Diari

Andrea Esposito, Città assediata

mercoledì, 26 luglio 2017

Dopo la premiazione. Dopo che la sera siamo andati a bere. Dopo aver discusso per scherzo su quale fosse la piazza più grande d’Europa. Dopo che il cameriere ci ha detto: Questa, di quelle senza monumenti al centro. Dopo aver bevuto e ancora bevuto. Dopo il ritorno per le vie ortogonali di Torino. Dopo il rumore infernale del condizionatore acceso. Dopo il risveglio ovattato. Dopo le voci roche e la luce elettrica a colazione. Dopo l’ascensore della Mole. Dopo esserci chiesti di che palazzo fosse quella sagoma in cima alla collina. Dopo aver visto un clown chaplin ubriaco che mandava via una bancarella perché quello spazio era suo.
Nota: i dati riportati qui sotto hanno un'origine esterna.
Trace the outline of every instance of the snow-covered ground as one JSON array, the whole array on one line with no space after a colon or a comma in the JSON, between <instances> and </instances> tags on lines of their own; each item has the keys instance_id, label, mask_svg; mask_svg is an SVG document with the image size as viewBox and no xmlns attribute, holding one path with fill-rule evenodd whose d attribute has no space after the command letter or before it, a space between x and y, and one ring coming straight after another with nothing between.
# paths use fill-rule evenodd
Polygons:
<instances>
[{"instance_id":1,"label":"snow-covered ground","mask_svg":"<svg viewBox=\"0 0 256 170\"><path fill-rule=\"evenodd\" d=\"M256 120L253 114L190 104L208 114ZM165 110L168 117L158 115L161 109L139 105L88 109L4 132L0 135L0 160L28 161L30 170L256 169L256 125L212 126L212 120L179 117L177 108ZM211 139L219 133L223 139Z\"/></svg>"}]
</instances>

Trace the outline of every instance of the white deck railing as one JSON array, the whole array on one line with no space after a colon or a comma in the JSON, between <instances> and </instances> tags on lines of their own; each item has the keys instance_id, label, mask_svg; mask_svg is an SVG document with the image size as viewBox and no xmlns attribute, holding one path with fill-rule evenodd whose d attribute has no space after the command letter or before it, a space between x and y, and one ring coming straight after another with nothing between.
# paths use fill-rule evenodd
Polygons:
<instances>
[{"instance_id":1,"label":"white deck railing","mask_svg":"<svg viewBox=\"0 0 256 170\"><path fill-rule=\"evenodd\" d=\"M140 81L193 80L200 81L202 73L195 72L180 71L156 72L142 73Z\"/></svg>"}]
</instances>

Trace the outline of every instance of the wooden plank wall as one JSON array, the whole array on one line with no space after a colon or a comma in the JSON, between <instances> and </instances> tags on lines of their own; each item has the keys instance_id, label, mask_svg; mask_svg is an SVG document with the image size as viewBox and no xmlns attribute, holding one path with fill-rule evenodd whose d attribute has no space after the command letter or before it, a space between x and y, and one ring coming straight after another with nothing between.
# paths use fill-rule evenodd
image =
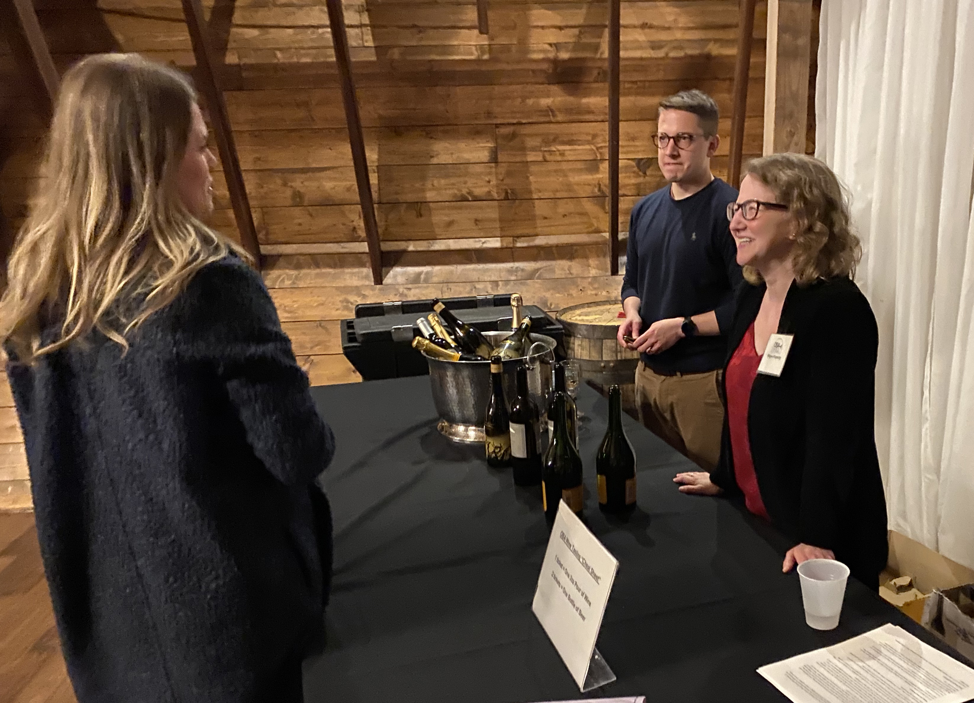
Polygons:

Dopo che il clown ha alzato la musica accanto al nostro tavolino. Dopo averlo trovato terribile e aver capito che avevo visto troppo e dovevo andare, avevo visto le quinte e non era rimasto mistero o bellezza. Dopo le chiacchiere calme con un amico. Dopo aver passeggiato per perdere tempo tra le vie ortogonali di Torino intorno alla stazione. Dopo aver perso ancora tempo alla stazione e aver scoperto di non avere niente da leggere perché il libro scelto non era quello giusto. Dopo essere saliti sul treno e aver aspettato la partenza come se ci aspettasse o ci inseguisse qualcuno. Dopo essere partiti. Dopo tutto questo a un certo punto il treno si è fermato. Il treno si è fermato poco prima di una stazione. Eravamo davanti a un niente di radura con dei palazzi abbandonati in fondo. Ce n’era uno fatto a X che sovrastava altri binari stretti e solitari. In fondo non c’era ancora la città ma poche case sparse. E alberi, e in fondo le montagne. E nessuno può scendere e dobbiamo solo aspettare. E sappiamo tutti che stiamo già quasi per ripartire. C’è chi si alza e cammina lungo il corridoio e chi viene a vedere fuori dal finestrino. Io resto seduto e guardo fuori sull’orlo del sonno, come se fossimo ancora in movimento. Mi aspetto di veder qualcuno scendere e camminare fuori. E so che non può succedere ma non smetto di guardare come se aspettassi qualcosa. Sappiamo tutti che ripartiremo, che stiamo quasi per ripartire. Per un attimo qualcuno può voler restare e insieme ripartire. Qualcuno può voler guardare fuori e insieme dormire. Qualcuno può voler cominciare e insieme finire.